今回得るはずだった収益にその分が失われて、僕が損失を出してしまったことになる。例えそれが正しいことだったとしても、アルデバ商会内での僕の立場が間違いなく悪くなる。
それだけは絶対避けなければならない。
クロスくんが僕の耳元でボソリという。
「貴様の行動次第で今回は黙ってやってもいいぞ? ここまで言えば分かるな」
「は……はい」
「ではどうする?」
「クロスくんの……言う額で取引させてもらうよ」
「利口な良いことじゃぞ。安心せい、儂のヒーリングサルブの効果は上がることはあっても下がることはない。貴様に利益を授けてやる」
「あははは……」
僕がとんでもない子供と契約をしてしまったかもしれない。
あ、そうだ。
「クロスくん。商法で専属契約は15歳の成人なら個人で契約できるけど……それ以下の子は親の許可が必要なんだ」
「そうか。父上!!」
クロスくんが大きな声で父親を呼ぶ。
反応した男の人。あれがクロスくんと父親か。何てとんでもない子供を作ってしまったんだ。
「この商人と契約するが良いな!」
「おう! クロスに任せるぜ」
「軽っ!?」
「ほらっ、契約書を出せ」
「うん……」
僕は持ってきていた契約書をクロスくんに渡す。
魔法の契約となっており、一度契約すると他者からは基本的に覆せない。
「あ、クロスくんさすがに文字は……」
「読めるし書ける」
「どんな二歳児だよ……。あ、一応、お父さんにも見てもらおうか」
「父上は文字を読めないし、書けん」
「どんな親子関係してんの!?」
「おい、ここの契約書の五文目は儂にとって不利益となる。消せ」
「本当に読めるんだ……」
しかも契約書をじっくり読んで意味まで理解しているようだった。
この契約書は個人間で結ぶものだからそこまでの強制力はないけど、しっかりしているなと思う。

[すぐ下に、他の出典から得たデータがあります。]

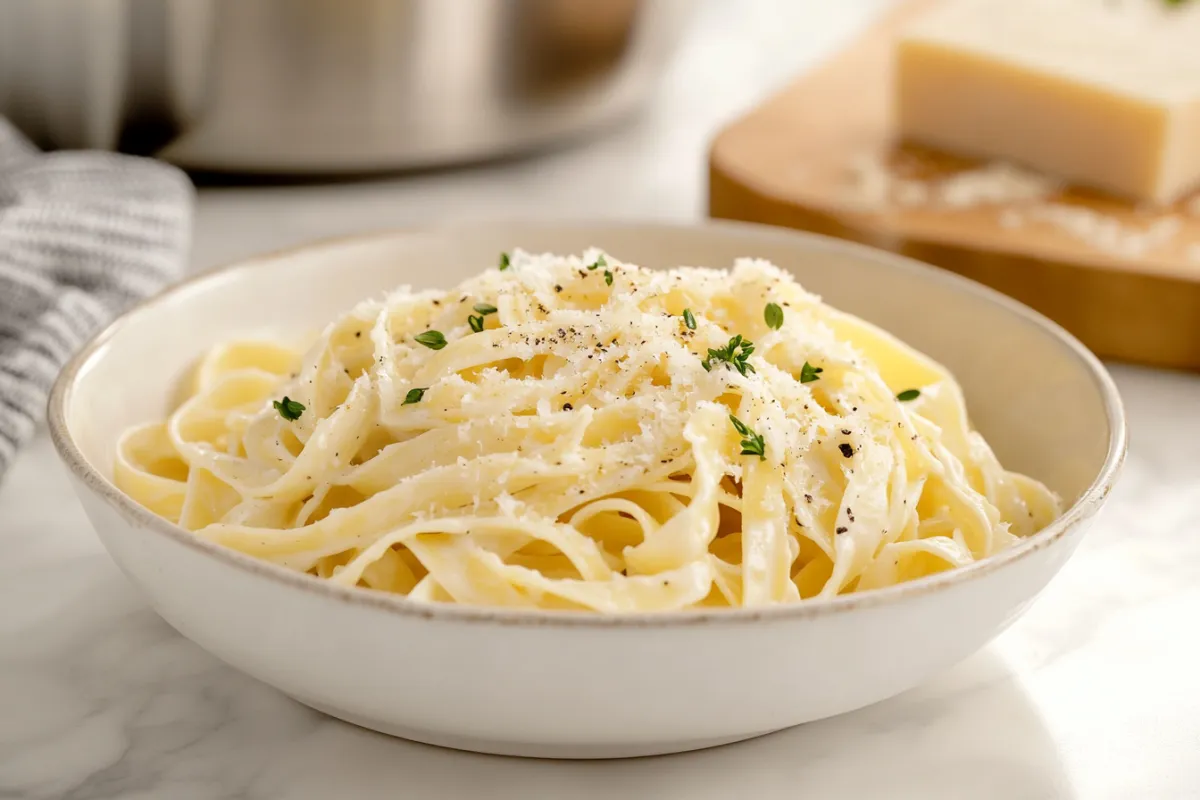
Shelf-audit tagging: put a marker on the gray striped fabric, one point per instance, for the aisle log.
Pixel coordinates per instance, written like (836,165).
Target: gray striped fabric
(82,236)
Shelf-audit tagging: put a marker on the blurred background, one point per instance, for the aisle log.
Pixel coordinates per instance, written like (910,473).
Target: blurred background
(309,118)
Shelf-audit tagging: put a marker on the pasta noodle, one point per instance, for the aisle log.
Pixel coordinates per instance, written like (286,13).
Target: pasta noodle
(580,433)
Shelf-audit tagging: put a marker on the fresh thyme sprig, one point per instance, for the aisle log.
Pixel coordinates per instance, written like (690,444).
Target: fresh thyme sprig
(735,354)
(432,340)
(288,408)
(773,316)
(751,441)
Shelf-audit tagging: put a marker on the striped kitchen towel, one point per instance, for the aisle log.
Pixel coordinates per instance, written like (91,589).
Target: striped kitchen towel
(82,236)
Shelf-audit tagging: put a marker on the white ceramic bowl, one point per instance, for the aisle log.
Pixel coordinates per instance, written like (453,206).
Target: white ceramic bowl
(568,684)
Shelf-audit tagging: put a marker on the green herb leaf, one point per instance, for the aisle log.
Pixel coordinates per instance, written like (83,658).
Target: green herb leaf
(809,373)
(774,316)
(733,354)
(751,443)
(432,340)
(288,408)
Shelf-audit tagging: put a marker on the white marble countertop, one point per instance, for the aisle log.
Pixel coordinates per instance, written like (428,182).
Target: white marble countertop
(1095,693)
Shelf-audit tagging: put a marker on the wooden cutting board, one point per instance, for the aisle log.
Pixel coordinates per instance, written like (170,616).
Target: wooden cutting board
(1123,280)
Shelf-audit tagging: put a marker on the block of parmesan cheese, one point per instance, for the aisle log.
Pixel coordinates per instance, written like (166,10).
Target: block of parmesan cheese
(1102,92)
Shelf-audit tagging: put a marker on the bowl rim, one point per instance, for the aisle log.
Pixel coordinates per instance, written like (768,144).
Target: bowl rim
(1084,507)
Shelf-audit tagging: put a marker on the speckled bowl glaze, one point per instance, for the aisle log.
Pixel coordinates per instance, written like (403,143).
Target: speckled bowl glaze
(567,684)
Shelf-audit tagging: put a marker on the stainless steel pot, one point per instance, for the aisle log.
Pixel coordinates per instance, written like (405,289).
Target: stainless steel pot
(327,85)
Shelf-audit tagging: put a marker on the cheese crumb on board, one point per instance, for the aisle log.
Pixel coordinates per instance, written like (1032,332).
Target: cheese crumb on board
(1104,233)
(1102,92)
(875,186)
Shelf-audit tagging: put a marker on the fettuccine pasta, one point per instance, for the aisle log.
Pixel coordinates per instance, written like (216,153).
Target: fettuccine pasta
(580,433)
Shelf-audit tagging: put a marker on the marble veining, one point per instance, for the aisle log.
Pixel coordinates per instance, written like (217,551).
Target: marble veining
(1092,695)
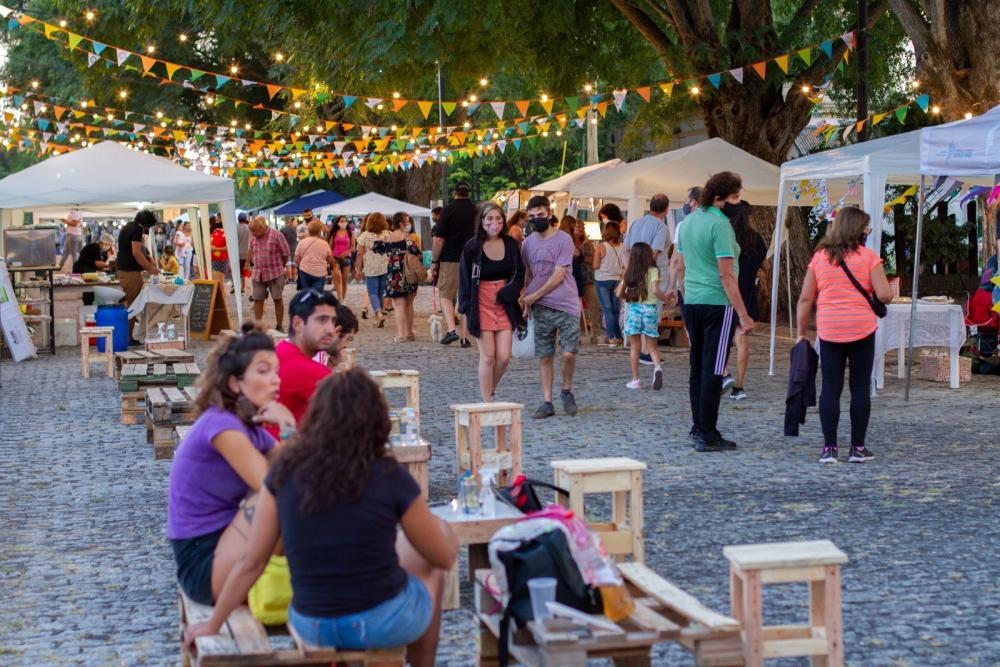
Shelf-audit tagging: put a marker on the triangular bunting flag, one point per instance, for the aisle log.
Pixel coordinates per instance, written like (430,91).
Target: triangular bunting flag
(619,96)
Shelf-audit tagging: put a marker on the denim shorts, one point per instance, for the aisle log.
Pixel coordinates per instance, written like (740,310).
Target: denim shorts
(398,621)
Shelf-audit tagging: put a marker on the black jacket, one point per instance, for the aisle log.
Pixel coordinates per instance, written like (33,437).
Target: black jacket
(801,386)
(468,285)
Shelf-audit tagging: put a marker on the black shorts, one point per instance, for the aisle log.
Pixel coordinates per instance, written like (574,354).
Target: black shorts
(194,557)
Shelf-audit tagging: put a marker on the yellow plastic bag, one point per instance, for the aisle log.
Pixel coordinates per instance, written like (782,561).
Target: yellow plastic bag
(270,596)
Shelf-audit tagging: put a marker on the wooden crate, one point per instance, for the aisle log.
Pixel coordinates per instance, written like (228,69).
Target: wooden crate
(935,366)
(147,357)
(167,408)
(135,377)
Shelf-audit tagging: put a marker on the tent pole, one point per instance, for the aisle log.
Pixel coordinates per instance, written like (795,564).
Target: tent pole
(916,283)
(776,269)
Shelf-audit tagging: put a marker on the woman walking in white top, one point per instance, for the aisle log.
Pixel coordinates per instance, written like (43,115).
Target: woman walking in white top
(610,259)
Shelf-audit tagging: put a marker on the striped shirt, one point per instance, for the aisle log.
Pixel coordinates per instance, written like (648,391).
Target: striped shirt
(842,314)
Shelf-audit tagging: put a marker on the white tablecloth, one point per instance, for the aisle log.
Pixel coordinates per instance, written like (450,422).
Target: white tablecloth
(936,326)
(168,294)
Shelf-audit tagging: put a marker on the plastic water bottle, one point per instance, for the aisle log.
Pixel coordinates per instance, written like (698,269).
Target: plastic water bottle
(411,430)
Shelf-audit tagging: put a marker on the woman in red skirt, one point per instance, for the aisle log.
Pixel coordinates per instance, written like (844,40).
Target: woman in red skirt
(491,278)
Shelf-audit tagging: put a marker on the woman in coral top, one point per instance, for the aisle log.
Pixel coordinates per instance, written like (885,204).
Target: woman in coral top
(845,325)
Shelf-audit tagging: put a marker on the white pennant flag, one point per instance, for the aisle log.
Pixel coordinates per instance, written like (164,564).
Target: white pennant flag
(619,96)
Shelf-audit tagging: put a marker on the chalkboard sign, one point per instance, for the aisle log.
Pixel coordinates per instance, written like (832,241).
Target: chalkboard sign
(202,307)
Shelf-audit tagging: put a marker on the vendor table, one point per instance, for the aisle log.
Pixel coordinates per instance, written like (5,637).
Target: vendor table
(157,303)
(937,325)
(474,530)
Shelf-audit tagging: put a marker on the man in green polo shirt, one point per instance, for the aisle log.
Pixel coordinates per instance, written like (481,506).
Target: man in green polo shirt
(707,269)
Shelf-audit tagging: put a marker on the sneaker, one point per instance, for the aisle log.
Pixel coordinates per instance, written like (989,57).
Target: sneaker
(860,455)
(829,454)
(544,410)
(703,444)
(569,402)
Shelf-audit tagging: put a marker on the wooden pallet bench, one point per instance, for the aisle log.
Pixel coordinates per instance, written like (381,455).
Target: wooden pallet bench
(146,357)
(135,377)
(166,408)
(558,642)
(243,641)
(711,637)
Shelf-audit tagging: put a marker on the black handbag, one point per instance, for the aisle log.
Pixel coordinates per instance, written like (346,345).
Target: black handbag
(877,306)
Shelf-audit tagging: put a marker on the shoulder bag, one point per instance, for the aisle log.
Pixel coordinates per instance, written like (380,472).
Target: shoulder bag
(877,306)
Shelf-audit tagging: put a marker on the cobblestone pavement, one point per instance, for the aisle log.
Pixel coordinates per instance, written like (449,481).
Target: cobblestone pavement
(86,575)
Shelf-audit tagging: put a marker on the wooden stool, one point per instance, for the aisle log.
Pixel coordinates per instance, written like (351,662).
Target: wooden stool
(470,418)
(818,563)
(409,381)
(622,478)
(108,356)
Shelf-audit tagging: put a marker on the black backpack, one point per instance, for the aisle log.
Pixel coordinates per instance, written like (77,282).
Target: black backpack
(545,555)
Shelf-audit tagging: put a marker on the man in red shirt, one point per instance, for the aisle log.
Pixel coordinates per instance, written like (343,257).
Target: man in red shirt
(313,327)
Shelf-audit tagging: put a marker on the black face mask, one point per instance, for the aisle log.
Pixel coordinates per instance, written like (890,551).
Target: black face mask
(540,224)
(731,210)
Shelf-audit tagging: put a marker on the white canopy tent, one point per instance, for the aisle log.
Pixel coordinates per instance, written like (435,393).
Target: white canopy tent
(563,183)
(674,172)
(372,202)
(893,160)
(109,176)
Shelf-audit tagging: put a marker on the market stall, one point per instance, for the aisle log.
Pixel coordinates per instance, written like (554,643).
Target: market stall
(109,177)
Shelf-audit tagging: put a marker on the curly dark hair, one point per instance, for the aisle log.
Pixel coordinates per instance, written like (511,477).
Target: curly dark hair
(344,432)
(231,358)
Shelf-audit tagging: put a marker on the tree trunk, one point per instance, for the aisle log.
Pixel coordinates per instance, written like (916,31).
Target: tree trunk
(956,44)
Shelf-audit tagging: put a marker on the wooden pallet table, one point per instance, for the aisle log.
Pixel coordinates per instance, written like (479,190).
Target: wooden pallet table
(243,641)
(560,642)
(166,408)
(147,357)
(135,377)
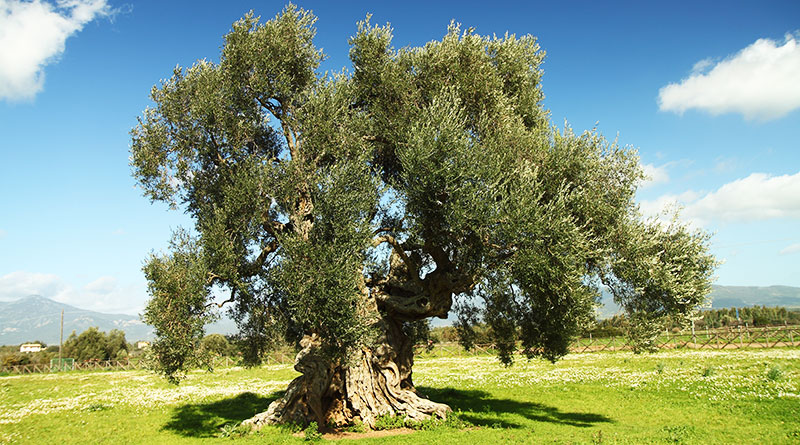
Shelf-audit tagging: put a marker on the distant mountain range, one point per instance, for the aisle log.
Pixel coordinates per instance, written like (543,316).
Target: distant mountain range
(731,296)
(37,318)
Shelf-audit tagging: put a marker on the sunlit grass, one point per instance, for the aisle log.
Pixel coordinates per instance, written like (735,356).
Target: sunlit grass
(743,396)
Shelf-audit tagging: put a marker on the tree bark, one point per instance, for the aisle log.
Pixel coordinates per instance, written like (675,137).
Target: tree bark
(373,382)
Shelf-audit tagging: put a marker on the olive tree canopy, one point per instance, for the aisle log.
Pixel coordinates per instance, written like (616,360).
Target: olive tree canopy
(339,211)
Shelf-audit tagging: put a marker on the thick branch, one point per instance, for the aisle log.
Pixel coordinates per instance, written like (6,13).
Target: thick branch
(230,299)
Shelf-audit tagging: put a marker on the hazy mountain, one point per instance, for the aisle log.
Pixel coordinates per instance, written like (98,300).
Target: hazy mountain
(37,318)
(731,296)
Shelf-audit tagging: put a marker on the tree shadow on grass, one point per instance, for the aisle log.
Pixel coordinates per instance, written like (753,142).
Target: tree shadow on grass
(206,419)
(480,408)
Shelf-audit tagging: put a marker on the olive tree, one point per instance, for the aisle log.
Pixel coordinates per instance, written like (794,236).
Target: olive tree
(340,211)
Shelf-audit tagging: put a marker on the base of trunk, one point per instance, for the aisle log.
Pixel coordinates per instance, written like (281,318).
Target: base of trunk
(376,382)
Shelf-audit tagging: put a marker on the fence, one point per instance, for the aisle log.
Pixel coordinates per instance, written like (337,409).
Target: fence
(724,338)
(100,365)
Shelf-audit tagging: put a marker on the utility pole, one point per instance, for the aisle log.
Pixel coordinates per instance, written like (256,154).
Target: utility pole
(61,342)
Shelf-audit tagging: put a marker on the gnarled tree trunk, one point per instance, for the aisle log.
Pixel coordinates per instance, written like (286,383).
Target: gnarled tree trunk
(373,382)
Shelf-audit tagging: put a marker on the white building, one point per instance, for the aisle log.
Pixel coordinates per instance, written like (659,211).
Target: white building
(30,347)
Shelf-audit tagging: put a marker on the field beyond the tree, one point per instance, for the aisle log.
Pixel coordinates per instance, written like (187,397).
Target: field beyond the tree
(740,396)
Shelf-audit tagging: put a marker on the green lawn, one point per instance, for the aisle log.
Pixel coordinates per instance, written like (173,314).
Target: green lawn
(741,396)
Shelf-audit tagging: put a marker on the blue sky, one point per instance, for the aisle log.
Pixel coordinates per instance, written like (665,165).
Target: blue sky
(709,95)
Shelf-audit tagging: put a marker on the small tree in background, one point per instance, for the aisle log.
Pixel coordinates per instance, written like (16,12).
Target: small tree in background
(338,211)
(93,344)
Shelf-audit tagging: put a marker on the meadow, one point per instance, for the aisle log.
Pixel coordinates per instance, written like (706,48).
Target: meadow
(707,396)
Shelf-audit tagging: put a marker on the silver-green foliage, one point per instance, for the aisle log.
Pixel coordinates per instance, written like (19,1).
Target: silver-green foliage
(299,180)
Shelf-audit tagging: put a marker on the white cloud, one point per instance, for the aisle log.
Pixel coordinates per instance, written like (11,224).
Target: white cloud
(794,248)
(22,284)
(762,81)
(102,285)
(32,35)
(103,294)
(754,198)
(655,175)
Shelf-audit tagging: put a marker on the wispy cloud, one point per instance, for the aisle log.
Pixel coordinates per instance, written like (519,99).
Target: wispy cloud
(788,250)
(760,82)
(104,294)
(756,197)
(33,35)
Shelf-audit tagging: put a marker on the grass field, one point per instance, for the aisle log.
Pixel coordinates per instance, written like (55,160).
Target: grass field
(742,396)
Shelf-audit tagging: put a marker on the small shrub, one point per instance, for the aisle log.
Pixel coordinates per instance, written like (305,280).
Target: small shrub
(312,433)
(678,433)
(233,430)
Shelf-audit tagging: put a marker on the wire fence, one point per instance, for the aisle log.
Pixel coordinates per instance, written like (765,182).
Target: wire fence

こうして僕はクロスくんと契約し、ヒーリングサルブの優先権を得ることになった。
うぅ……傷薬をちゃんと有効活用して売らないと完全に赤字だ。
「あの……クロスくん」
「貴様、専属契約は初めてと言っておったな」
「うん、そうだけど」
「儂の知っている一級の行商人は初めて契約をした得意客を旦那様と呼び……天に召されるまで呼び続けたそうじゃ。その商人にとって始まりの客だからな」
「え」
「貴様の初めての得意客は儂じゃろ。つまりどうすれば良いか分かるな?」
僕は初めて地に足をつけ、二歳の男の子に対して頭を垂れた。
「旦那様ぁぁあ。これからも宜しくお願いしますぅぅぅ」
「ふっ、苦しゅうない。アーリント。商人としてもっと大成すると良い。儂が貴様を一流の商人に仕立ててやる」
この日僕は商人になって初めて契約を結んだ。
その相手はわずかに二歳のとんでもなく偉そうな男の子である。
僕、アーリントはこのクロスという小さな旦那様のおかげでこの生涯、とんでもなく儲けることになるが、同じだけ振り回されることになるなんて思いもしなかった。